Raven's Peace Page 10
“Report,” Henry demanded as the alerts on his screens faded.
“It breached the shield but missed the hull,” Song reported after several seconds of silence. “I repeat, we have blowthrough, but we do not have impact.”
“And she’s not getting a second chance,” Ihejirika said. “Her casing chamber just shattered. She can’t charge a second shot.”
Henry glanced across his screens and displays, taking in the situation. In a few seconds, the lasers would start…but the bandits had already lost. They had to know that.
“Moon, send a surrender demand,” he ordered. “Their surprise failed and their gunships are gone. Let’s see if we can end this without any more bloodshed.”
“Do we hold fire?” Ihejirika asked.
For a moment, Henry was tempted…but much as he wanted to dismiss the escorts, the truth was that each of them carried four beams powerful enough to wreck Raven if they made it through the shield.
He couldn’t take the risk.
“No,” he told his tactical officer. “If a ship stops shooting, we stop shooting at it…but so long as they’re firing, keep pounding them.”
“Range in ten seconds.” There was a pause. “Do we wait for them to fire first?”
“Unless they’ve stopped shooting missiles and I didn’t notice it, no,” Henry said dryly.
“Firing!”
Raven shivered again as the main gun fired. This time, the lasers joined in. They’d be more effective at closer ranges, but no one was going to enjoy being tapped at a quarter-million klicks.
“Laser strikes across the shield and they’re continuing to pound us with missiles,” Iyotake noted. “Recommend ceasing antimissile engagement to preserve power for the main beams.”
“Agreed,” Henry replied. “Pull them in, XO.”

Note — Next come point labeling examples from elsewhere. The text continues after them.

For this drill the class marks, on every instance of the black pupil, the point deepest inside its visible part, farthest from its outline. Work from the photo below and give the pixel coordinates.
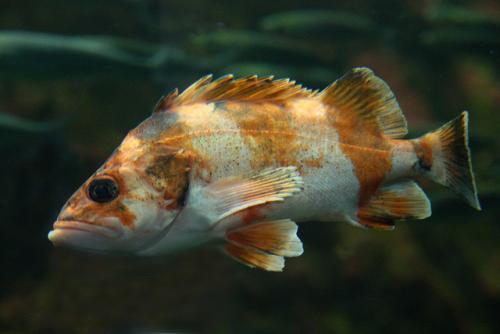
(103, 190)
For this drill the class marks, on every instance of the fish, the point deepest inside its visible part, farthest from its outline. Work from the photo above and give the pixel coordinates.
(237, 162)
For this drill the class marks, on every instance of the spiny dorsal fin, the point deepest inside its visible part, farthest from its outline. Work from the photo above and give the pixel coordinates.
(399, 201)
(226, 88)
(360, 97)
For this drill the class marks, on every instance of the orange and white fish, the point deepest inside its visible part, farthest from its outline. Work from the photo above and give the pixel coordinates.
(239, 161)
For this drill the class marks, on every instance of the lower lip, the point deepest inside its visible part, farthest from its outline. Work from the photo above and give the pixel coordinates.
(63, 226)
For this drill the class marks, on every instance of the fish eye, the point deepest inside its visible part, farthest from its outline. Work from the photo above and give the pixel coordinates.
(102, 189)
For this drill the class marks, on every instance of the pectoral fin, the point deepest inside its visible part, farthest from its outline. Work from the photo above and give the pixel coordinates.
(223, 198)
(265, 244)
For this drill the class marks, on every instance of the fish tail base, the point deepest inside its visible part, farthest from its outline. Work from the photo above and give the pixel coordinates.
(444, 156)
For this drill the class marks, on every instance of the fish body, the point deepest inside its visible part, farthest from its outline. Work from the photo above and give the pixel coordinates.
(239, 161)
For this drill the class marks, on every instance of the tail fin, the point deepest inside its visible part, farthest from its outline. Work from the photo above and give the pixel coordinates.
(444, 157)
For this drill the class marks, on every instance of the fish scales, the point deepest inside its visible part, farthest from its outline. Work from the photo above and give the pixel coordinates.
(238, 162)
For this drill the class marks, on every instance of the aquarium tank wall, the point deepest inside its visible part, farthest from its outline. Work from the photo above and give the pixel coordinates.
(77, 76)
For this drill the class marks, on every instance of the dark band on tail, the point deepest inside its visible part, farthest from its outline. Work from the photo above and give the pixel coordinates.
(444, 156)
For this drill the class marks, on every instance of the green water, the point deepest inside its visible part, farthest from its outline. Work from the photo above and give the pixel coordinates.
(76, 76)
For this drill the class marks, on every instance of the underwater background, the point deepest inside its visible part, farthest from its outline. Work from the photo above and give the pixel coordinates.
(76, 76)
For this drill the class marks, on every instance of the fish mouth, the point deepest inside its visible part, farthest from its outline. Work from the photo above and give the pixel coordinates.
(65, 230)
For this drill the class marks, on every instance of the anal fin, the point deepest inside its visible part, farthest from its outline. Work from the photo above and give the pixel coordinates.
(264, 244)
(398, 201)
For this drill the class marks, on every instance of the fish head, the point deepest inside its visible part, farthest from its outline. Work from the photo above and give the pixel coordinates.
(126, 205)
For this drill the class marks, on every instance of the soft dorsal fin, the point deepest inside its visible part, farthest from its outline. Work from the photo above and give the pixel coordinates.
(361, 98)
(226, 88)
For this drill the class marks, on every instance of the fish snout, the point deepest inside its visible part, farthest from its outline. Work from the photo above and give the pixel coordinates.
(82, 234)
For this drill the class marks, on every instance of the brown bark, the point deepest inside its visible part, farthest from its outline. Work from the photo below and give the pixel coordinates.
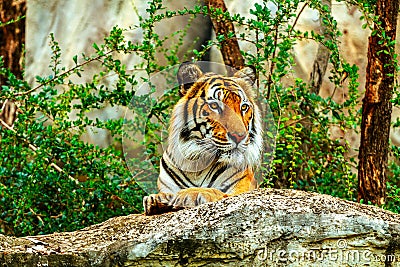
(377, 108)
(12, 36)
(229, 47)
(12, 40)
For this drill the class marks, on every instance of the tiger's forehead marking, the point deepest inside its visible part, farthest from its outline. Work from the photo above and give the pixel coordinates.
(222, 88)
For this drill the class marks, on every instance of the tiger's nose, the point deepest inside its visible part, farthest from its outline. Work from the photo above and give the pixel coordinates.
(236, 137)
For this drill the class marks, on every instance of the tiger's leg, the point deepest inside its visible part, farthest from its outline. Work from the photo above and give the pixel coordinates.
(185, 198)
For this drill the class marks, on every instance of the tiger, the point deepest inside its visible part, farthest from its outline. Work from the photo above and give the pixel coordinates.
(214, 141)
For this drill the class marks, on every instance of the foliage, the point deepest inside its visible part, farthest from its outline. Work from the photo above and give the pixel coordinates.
(52, 180)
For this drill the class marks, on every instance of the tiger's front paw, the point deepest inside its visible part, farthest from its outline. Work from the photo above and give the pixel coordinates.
(158, 203)
(191, 197)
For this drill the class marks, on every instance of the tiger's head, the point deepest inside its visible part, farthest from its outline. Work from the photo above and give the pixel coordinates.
(216, 120)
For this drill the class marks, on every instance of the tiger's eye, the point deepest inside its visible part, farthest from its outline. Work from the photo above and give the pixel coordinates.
(213, 105)
(244, 107)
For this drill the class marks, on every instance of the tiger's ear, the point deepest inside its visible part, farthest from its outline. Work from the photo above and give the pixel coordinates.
(248, 74)
(188, 74)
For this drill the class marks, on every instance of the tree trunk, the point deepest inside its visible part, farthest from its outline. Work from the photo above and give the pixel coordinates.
(260, 228)
(322, 58)
(377, 108)
(229, 46)
(12, 40)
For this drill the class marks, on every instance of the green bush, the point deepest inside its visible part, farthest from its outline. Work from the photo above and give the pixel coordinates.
(51, 180)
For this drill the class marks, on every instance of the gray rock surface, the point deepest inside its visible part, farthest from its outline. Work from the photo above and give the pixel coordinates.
(264, 227)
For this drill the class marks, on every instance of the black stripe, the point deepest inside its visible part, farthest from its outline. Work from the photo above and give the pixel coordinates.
(216, 175)
(194, 110)
(226, 188)
(210, 172)
(185, 111)
(173, 175)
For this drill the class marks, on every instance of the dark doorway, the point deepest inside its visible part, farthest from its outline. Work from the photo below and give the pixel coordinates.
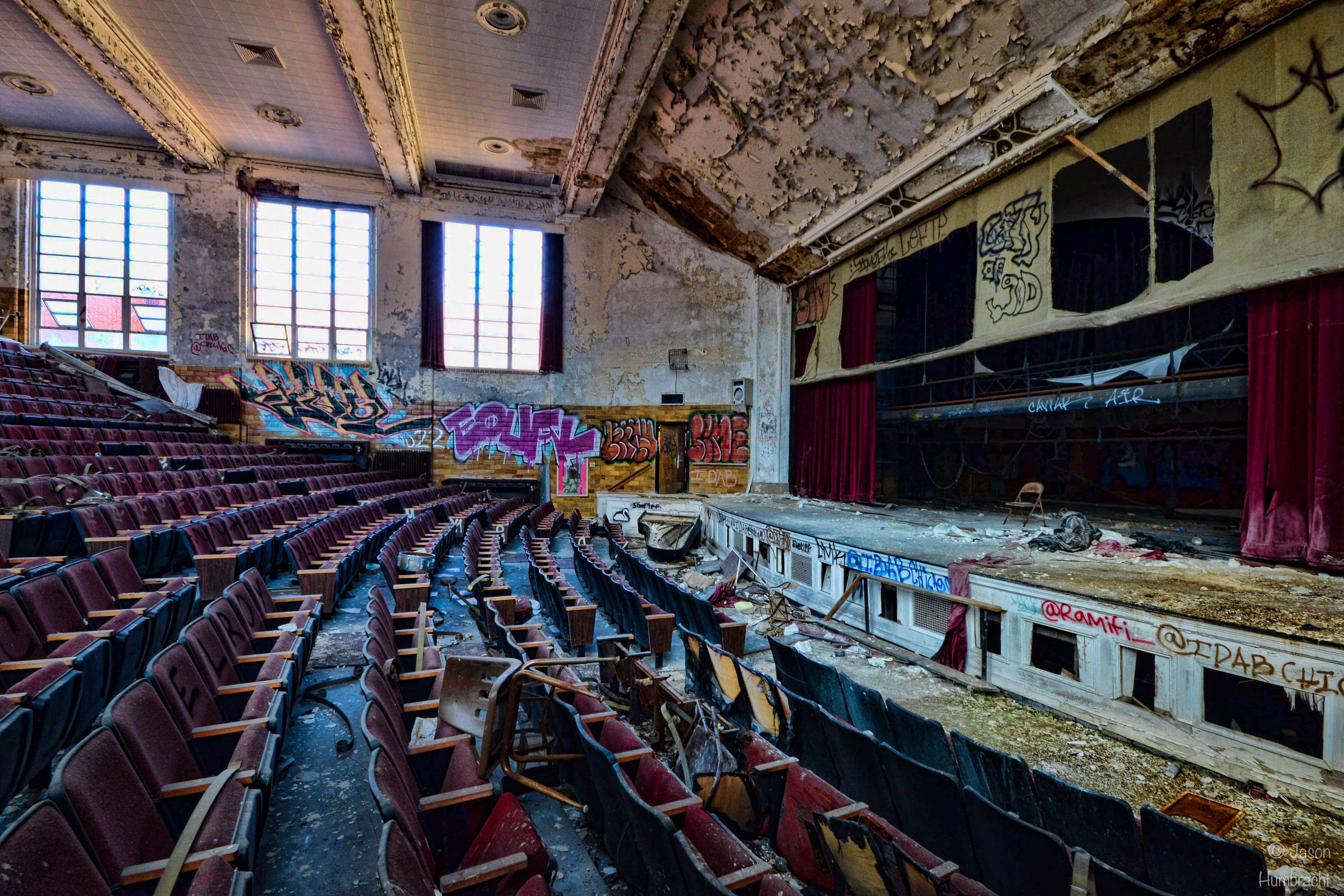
(674, 471)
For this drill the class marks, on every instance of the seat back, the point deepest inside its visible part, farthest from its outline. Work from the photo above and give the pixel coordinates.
(42, 856)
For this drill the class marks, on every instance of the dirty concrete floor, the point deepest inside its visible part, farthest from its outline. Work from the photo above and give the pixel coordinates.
(1091, 760)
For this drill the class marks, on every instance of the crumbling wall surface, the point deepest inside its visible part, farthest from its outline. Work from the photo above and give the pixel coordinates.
(635, 287)
(777, 111)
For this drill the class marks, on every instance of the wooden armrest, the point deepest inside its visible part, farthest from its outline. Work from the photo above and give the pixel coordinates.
(847, 812)
(480, 874)
(23, 666)
(201, 785)
(455, 797)
(154, 871)
(746, 876)
(66, 636)
(679, 806)
(439, 743)
(249, 686)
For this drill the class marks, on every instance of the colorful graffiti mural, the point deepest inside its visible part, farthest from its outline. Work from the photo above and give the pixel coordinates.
(522, 432)
(331, 401)
(634, 441)
(720, 437)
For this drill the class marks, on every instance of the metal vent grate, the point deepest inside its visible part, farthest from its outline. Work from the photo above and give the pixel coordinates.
(259, 54)
(932, 613)
(800, 569)
(529, 99)
(496, 175)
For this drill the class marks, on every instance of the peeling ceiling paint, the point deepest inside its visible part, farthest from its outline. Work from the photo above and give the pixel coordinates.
(773, 112)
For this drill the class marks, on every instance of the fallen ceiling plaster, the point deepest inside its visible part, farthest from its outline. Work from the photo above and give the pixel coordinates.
(783, 111)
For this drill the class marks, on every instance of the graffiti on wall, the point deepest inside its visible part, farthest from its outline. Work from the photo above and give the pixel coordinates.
(634, 441)
(332, 401)
(720, 437)
(1311, 160)
(1010, 245)
(521, 432)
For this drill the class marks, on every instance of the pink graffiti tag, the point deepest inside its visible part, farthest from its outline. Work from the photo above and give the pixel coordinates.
(522, 432)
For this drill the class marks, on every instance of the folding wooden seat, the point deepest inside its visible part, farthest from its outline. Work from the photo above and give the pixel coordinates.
(96, 601)
(501, 859)
(1191, 863)
(242, 639)
(130, 837)
(1019, 859)
(56, 618)
(1002, 778)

At this range, the missiles had the same problem as the starfighter missiles had had earlier. They didn’t have time to build up velocity, but they also didn’t have nearly as far to go—and shipboard missiles were launching with a base velocity of a thousand kilometers a second.
“Direct hit,” Ihejirika reported. “Conversion round amidships, hit multiple times with both lasers…target has lost engine power and ceased fire. Switching to target two.”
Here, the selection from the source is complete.